3° Beauté éternelle. – Dès que la fraîcheur du teint passera, un coup de pinceau et tout sera dit.

4° Fidélité conjugale. – Plus de maris trompés, plus de drames à la Brisebard. »

Très avantageux, en effet, mais que vont devenir les médecins et les sages-femmes ?
 
 

_____

 
 

(in Journal de Fourmies et des arrondissements d’Avesnes et de Vervins, neuvième année, n° 709, dimanche 16 août 1885 ; « Chez le marchand de femmes mécaniques, » illustration de Robert Carrizey pour La Vie parisienne, 1935)

 
 
 

 
 

CAUSERIE

 

_____

 

Les Femmes en Caoutchouc

 
 

Voici une invention fort intéressante au point de vue social et hygiénique :

Il s’agit de femmes en caoutchouc douées de toutes les facultés physiques et morales qu’une femme fidèle et… naturelle apporte quelquefois en mariage.

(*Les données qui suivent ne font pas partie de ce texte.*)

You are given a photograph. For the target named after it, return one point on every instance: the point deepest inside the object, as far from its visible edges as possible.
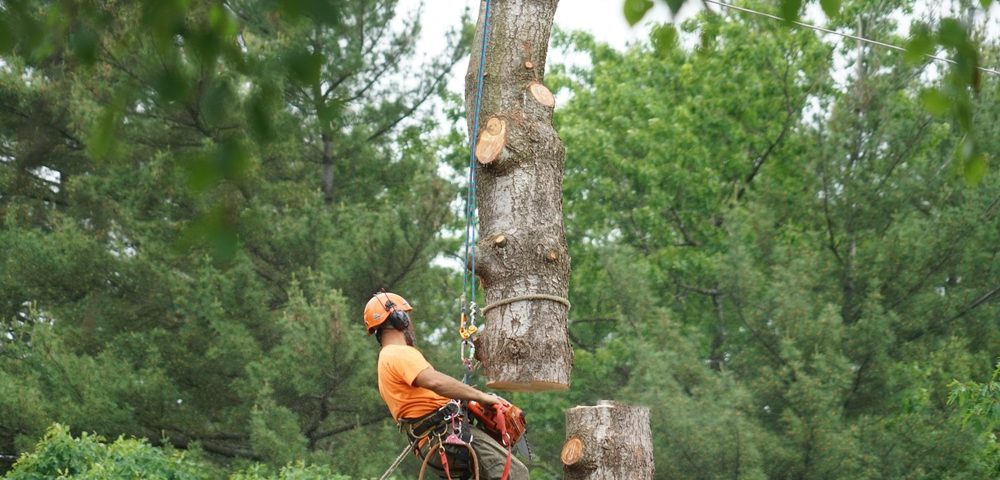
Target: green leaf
(974, 169)
(201, 174)
(7, 41)
(920, 45)
(216, 100)
(259, 113)
(103, 138)
(675, 5)
(232, 158)
(790, 9)
(305, 67)
(830, 7)
(171, 85)
(664, 38)
(935, 102)
(636, 9)
(952, 33)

On ne dit pas si elles font la cuisine, mais on assure qu’elles peuvent faire autre chose…
 

*

 

L’inventeur expose les immenses avantages que son invention offre aux pauvres hommes tenus sous le joug d’un despotisme conjugal intolérable.

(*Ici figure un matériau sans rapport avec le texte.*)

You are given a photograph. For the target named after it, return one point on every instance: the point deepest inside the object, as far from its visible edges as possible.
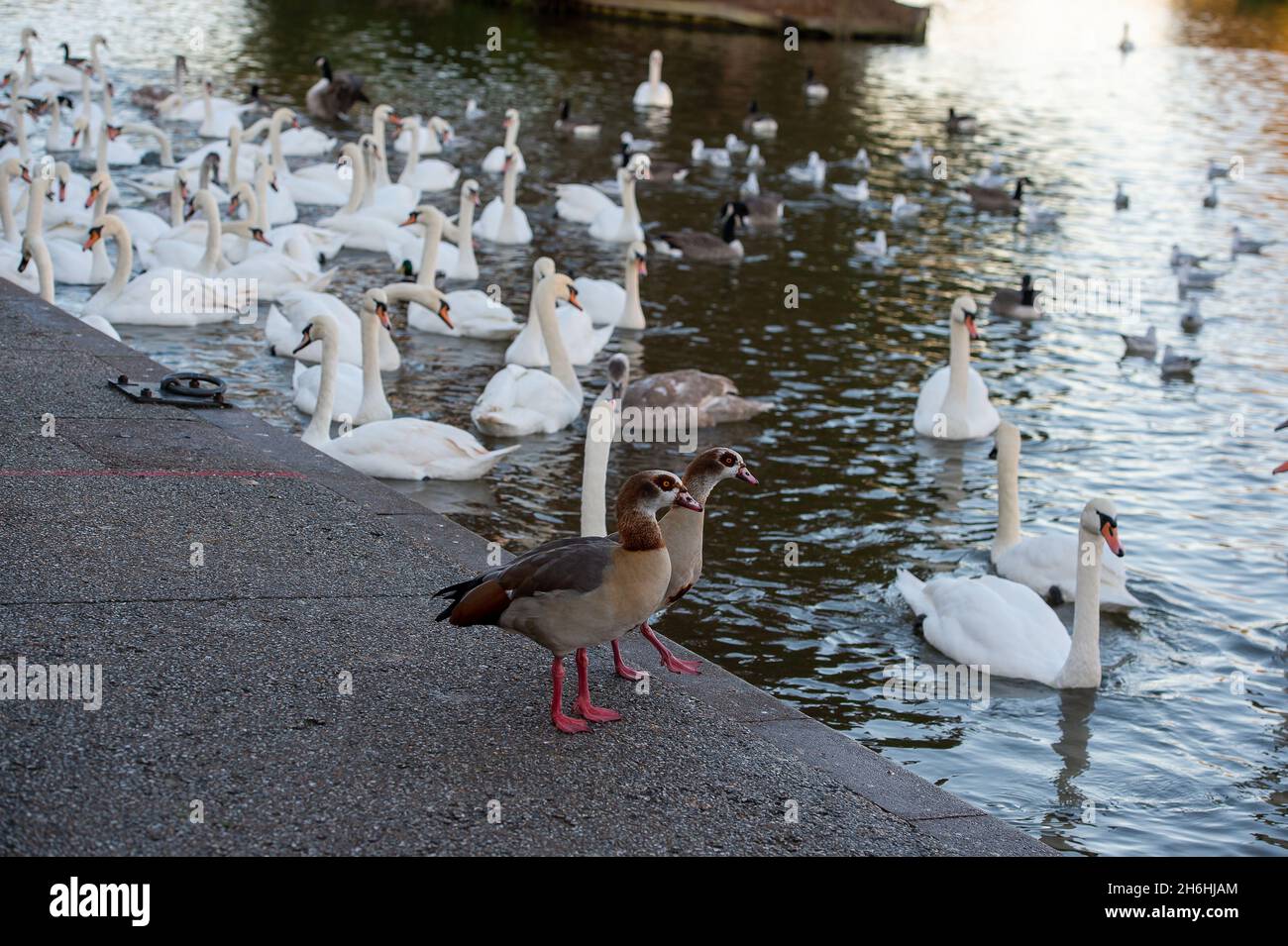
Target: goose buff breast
(571, 593)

Il en cite quatre essentiels :

« 1° Économie. – Pas de frais de table, toilettes se conservant presque indéfiniment, frais d’enterrement évités ;

2° Tranquillité. – La femme mécanique est muette ;

3° Beauté éternelle. – Dès que la fraîcheur du teint passera, un coup de pinceau et tout sera dit ;

4° Fidélité conjugale. – Plus de maris trompés, plus de drames à la Brisebard. »
 

*

 

On devrait décorer cet homme-là !

On devrait lui couler une statue – j’allais dire en caoutchouc – non, en bronze !

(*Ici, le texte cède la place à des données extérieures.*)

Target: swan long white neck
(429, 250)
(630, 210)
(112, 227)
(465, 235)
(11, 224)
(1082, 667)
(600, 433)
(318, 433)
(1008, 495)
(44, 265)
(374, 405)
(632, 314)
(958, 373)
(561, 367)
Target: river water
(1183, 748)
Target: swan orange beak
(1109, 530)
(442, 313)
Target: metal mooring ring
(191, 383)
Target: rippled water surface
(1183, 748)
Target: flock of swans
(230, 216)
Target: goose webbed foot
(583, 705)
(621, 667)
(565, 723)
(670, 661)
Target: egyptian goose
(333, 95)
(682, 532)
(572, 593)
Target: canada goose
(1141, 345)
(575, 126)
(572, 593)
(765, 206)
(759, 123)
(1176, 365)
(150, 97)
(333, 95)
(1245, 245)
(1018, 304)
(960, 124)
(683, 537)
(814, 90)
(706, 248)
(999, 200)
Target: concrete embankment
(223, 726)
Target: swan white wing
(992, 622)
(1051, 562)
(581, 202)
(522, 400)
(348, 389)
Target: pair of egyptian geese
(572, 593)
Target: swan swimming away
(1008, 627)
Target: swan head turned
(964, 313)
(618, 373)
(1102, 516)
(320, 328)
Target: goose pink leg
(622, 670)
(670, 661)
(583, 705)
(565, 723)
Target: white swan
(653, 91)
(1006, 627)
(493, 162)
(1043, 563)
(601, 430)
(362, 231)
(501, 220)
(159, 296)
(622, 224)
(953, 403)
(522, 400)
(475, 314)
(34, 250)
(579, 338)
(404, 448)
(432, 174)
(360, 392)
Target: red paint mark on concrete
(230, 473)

Grâce à sa merveilleuse découverte, nous pourrons enfin, pour notre bonheur, nous payer un beau-père en gutta-percha et une belle-mère en baudruche.

Au moindre reproche, à la plus petite observation, nous aurons la ressource de mettre ces bons parents dans un tiroir, avec un fer à repasser sur le ventre pour les empêcher de gonfler.

Quand on en aura assez de sa femme, on l’accrochera à un clou, et on l’y laissera huit jours pour lui faire prendre l’air.
 

*

 

Cette manie du caoutchouc me remet en mémoire une bien jolie anecdote.

On la trouvera peut-être un peu piquante, mais, par ces chaleurs, les aliments demandent à être relevés.
 

*

 

Un médecin ayant eu besoin de se livrer à certaines expériences sur l’élasticité des muscles, commanda, à une grande maison de Paris, un mannequin mâle, en caoutchouc.

Ce mannequin était muni de six boutons à ressort dont chacun correspondait à un mouvement différent du corps.

Le docteur avait recommandé ce précieux colis au chef de gare de la ville qu’il habitait, et devait venir le prendre lui-même dès son arrivée.
 

*

 

Le colis arriva.

C’était une caisse dont la forme bizarre ressortait au milieu des malles et des bagages ordinaires.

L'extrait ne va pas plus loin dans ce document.